Your Guide to Summer Beers

When the temperature goes up, the spotlight is on beers that are chill and easygoing

Imagine a hot, humid summer day. The sun’s up, clouds are nowhere to be seen, and you’ve been working outside or putting your feet up in the backyard. There are plenty of ways you could cool off — but wouldn’t a frosty, refreshing beer taste good in the shade?

When the weather is sizzling, beer lovers tend to lean in to lighter, crisper-tasting styles. Some of these favourites offer a thirst-quenching bite from hops. Others beat the heat with a squeeze of tangy citrus. But no matter what they bring to the bottle, can or glass, summer brews are all refreshingly cool, laid-back and food-friendly.

Getting thirsty? We’ve lined up a selection of hot-weather beer styles that hit the mark and play well with your go-to summer eats.

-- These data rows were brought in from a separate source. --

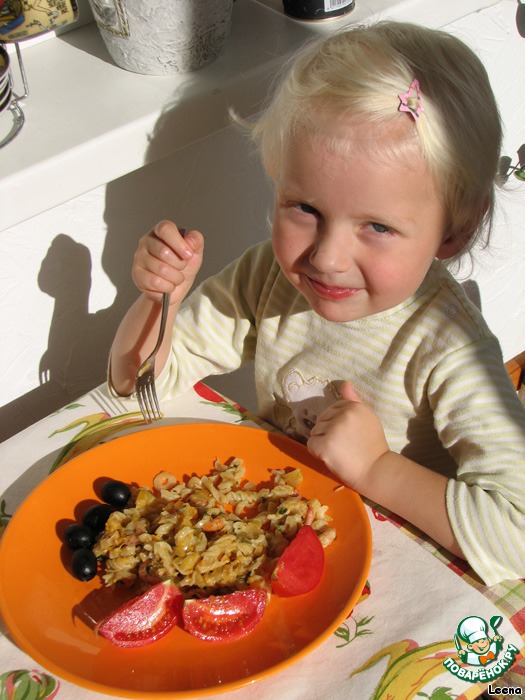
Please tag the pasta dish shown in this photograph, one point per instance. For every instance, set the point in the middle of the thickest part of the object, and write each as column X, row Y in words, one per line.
column 211, row 534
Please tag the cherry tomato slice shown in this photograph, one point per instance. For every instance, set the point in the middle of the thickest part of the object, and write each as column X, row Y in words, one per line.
column 301, row 565
column 146, row 618
column 224, row 618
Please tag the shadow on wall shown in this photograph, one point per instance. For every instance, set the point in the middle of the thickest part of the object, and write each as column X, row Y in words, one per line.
column 216, row 186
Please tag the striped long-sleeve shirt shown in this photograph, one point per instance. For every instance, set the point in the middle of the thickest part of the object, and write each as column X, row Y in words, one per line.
column 429, row 368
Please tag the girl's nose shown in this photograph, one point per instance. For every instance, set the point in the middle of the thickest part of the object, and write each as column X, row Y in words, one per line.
column 331, row 251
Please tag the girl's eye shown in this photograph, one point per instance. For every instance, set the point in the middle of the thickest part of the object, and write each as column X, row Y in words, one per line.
column 307, row 209
column 379, row 227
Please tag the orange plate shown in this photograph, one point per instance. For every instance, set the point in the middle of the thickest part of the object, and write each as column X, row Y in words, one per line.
column 46, row 609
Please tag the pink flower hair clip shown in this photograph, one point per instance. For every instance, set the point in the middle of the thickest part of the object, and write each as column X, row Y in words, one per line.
column 411, row 101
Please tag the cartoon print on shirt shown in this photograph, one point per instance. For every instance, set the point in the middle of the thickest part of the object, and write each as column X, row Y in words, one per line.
column 304, row 401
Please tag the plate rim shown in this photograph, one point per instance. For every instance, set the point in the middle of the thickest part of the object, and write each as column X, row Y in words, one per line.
column 26, row 645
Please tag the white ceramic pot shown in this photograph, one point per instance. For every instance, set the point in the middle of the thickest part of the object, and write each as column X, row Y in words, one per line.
column 165, row 36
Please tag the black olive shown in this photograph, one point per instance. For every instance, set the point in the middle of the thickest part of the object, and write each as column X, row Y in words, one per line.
column 84, row 564
column 96, row 517
column 116, row 493
column 79, row 536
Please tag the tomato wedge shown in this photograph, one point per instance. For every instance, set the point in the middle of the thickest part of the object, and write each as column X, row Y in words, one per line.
column 146, row 618
column 224, row 618
column 301, row 565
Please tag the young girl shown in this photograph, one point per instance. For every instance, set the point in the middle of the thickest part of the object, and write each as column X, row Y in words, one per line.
column 383, row 146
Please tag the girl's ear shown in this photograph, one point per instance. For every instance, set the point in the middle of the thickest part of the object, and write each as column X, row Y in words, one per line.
column 452, row 245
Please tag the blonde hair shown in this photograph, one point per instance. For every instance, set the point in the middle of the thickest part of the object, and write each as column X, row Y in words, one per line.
column 359, row 73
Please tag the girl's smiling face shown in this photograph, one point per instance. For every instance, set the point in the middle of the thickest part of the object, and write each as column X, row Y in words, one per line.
column 356, row 235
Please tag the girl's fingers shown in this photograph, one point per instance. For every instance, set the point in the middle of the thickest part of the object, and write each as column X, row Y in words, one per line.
column 167, row 233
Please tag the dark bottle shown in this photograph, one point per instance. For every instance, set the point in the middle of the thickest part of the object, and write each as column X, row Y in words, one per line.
column 317, row 9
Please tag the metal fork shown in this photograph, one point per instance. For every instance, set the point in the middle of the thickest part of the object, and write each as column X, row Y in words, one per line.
column 145, row 377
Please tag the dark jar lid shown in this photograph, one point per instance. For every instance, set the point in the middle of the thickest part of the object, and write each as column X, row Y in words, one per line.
column 317, row 9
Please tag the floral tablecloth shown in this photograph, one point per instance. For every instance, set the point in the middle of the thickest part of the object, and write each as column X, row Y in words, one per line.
column 401, row 640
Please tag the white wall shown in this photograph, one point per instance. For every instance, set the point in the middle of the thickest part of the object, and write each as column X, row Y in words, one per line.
column 65, row 275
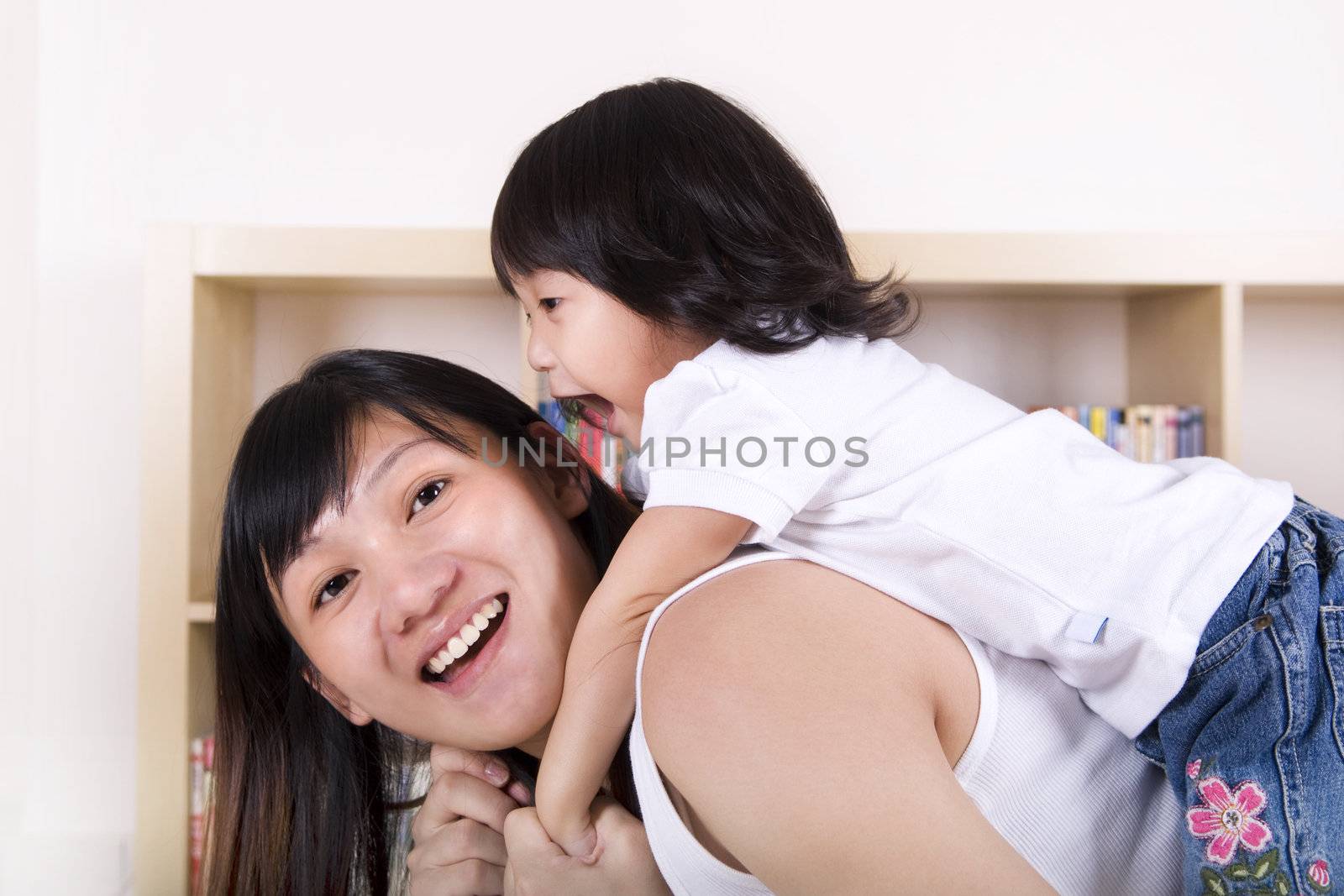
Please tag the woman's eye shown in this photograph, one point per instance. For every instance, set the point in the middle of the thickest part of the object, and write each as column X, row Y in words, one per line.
column 427, row 496
column 333, row 589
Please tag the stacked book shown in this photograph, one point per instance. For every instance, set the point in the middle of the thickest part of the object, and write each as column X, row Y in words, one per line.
column 202, row 778
column 604, row 452
column 1147, row 432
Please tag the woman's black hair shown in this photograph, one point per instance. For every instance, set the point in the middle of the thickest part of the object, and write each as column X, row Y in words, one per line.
column 306, row 801
column 685, row 208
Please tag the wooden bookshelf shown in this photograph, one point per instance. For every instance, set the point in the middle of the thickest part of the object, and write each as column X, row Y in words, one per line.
column 1247, row 325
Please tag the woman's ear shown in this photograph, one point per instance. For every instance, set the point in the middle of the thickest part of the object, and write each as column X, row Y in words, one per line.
column 561, row 468
column 336, row 699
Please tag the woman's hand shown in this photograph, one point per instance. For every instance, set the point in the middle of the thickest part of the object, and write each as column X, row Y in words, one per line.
column 537, row 867
column 459, row 832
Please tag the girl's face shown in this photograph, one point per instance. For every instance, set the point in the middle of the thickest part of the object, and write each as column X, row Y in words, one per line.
column 597, row 349
column 428, row 540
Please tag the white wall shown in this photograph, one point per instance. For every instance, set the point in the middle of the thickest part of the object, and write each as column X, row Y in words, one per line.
column 1039, row 114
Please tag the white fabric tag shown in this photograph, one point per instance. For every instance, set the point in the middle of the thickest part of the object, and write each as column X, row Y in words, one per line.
column 1086, row 627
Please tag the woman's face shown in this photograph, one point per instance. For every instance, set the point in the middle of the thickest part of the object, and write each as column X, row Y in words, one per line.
column 429, row 539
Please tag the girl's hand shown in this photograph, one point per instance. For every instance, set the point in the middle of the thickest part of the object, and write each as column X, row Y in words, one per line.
column 537, row 867
column 459, row 832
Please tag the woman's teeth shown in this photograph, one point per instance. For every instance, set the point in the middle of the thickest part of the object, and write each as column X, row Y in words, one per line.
column 467, row 636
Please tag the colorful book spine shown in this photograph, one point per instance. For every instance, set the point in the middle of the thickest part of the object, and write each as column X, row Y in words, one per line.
column 1146, row 432
column 197, row 825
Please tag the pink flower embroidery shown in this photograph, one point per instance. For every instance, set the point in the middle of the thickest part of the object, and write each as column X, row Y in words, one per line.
column 1227, row 819
column 1320, row 875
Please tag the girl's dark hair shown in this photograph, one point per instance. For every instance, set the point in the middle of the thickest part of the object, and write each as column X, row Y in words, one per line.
column 307, row 802
column 687, row 210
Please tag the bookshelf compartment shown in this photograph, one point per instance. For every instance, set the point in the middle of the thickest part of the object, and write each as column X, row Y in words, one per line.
column 1294, row 394
column 1089, row 344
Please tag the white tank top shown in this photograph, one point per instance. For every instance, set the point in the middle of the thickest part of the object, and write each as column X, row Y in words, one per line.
column 1065, row 789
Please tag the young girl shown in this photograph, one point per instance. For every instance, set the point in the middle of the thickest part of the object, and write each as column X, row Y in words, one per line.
column 687, row 281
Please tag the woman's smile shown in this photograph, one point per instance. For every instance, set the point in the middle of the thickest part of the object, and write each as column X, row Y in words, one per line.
column 468, row 653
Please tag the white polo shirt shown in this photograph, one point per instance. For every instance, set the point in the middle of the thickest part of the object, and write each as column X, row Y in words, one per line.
column 1023, row 531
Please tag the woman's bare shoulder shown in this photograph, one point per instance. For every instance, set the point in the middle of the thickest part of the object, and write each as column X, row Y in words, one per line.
column 788, row 705
column 750, row 649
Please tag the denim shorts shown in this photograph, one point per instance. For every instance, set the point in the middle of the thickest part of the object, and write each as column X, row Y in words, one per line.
column 1254, row 741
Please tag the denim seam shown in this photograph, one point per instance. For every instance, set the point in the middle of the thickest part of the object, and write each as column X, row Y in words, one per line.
column 1331, row 647
column 1285, row 748
column 1223, row 651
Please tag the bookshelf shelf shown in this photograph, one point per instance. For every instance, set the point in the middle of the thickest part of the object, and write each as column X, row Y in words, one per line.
column 201, row 611
column 1247, row 325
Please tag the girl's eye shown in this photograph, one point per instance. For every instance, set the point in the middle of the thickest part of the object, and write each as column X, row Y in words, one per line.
column 333, row 589
column 427, row 496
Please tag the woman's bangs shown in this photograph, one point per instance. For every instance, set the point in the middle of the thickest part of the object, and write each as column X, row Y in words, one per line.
column 302, row 464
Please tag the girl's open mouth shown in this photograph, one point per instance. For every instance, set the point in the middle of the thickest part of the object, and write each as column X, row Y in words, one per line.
column 461, row 652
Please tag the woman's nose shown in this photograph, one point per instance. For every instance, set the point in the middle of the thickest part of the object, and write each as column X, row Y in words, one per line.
column 417, row 590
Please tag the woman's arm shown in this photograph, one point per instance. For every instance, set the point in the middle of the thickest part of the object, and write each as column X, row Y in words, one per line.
column 752, row 685
column 665, row 548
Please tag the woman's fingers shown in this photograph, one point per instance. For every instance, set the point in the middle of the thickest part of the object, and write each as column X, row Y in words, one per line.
column 479, row 765
column 468, row 878
column 459, row 831
column 457, row 794
column 526, row 837
column 461, row 840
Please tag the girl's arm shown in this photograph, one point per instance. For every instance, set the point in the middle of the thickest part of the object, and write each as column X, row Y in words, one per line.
column 665, row 548
column 748, row 696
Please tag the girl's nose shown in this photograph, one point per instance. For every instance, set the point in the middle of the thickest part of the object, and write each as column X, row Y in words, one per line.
column 539, row 356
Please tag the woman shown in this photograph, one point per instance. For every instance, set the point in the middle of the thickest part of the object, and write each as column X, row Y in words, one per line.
column 381, row 508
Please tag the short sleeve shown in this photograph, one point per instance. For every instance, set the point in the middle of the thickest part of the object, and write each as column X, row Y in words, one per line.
column 719, row 439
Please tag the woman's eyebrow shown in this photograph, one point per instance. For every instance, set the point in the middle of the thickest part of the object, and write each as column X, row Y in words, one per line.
column 387, row 463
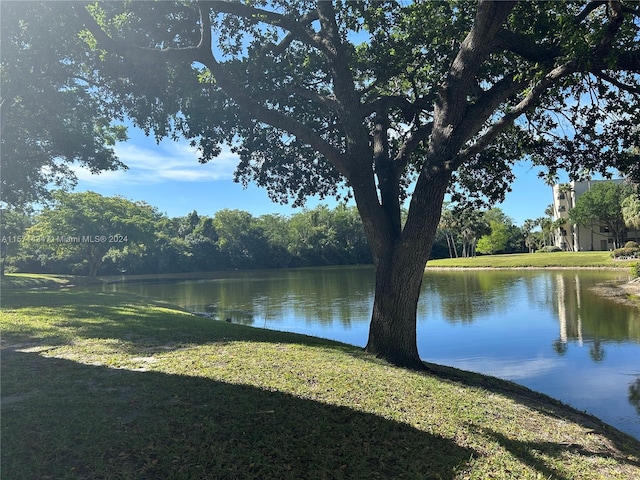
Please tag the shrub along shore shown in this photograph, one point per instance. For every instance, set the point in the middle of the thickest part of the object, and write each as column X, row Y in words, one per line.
column 536, row 260
column 104, row 385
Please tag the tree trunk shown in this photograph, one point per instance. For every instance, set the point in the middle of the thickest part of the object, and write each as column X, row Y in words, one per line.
column 400, row 269
column 392, row 333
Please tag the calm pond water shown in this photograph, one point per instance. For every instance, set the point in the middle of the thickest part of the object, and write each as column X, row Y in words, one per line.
column 544, row 329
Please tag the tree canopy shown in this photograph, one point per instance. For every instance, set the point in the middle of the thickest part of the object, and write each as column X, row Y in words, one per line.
column 50, row 116
column 394, row 101
column 88, row 228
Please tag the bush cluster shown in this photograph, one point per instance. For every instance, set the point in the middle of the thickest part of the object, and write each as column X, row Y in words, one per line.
column 630, row 250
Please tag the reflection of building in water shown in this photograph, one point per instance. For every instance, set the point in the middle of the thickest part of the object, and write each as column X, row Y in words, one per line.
column 568, row 296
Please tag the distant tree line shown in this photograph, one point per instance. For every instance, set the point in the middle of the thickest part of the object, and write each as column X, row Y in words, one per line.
column 89, row 234
column 86, row 233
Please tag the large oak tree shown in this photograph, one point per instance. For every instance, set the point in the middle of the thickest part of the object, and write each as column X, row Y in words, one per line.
column 49, row 117
column 389, row 101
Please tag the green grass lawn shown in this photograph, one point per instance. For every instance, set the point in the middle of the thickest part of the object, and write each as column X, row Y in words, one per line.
column 536, row 260
column 112, row 386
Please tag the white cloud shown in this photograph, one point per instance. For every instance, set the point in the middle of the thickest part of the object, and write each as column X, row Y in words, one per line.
column 169, row 161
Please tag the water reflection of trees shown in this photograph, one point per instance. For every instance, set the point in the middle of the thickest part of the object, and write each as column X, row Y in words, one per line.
column 585, row 317
column 463, row 296
column 634, row 394
column 319, row 295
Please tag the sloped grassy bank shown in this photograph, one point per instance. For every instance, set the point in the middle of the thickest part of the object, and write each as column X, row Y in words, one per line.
column 535, row 260
column 98, row 385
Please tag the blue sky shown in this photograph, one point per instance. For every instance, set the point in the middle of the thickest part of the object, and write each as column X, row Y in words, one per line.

Light lagers, including helles

You probably don’t need to be convinced that a light-bodied, refreshingly crisp beer is just the thing to beat the heat. Crowd-pleasing, food-loving and always ready for low-key relaxing, light lagers go really well with casual hot-weather dishes, like hot dogs and grilled chicken wings.

Pilsners

It’s kind of ironic that Josef Groll released the first batch of pilsner into the world in November 1842, considering what a great summer beer it is. Golden and light-bodied, pilsner is a type of lager that features a crisp and noticeably bitter finish: the perfect formula for quenching your thirst. Pilsners are the best with rich foods made with lots of oil — fried chicken, anyone? They’re also amazing with sausages topped with a dab of homemade spicy German mustard. (What’s the secret ingredient in the sauce? Beer, of course.)

Radlers

Radlers are lagers with tangy citrus juice added to them — and they’re a no-brainer for hot days and summery meals. They’re delicious with any food that calls for a spritz of lemon, grapefruit or lime, and they make for a super juicy beer-can chicken. Dress them up with a citrus twist or wedge for extra fresh flavour.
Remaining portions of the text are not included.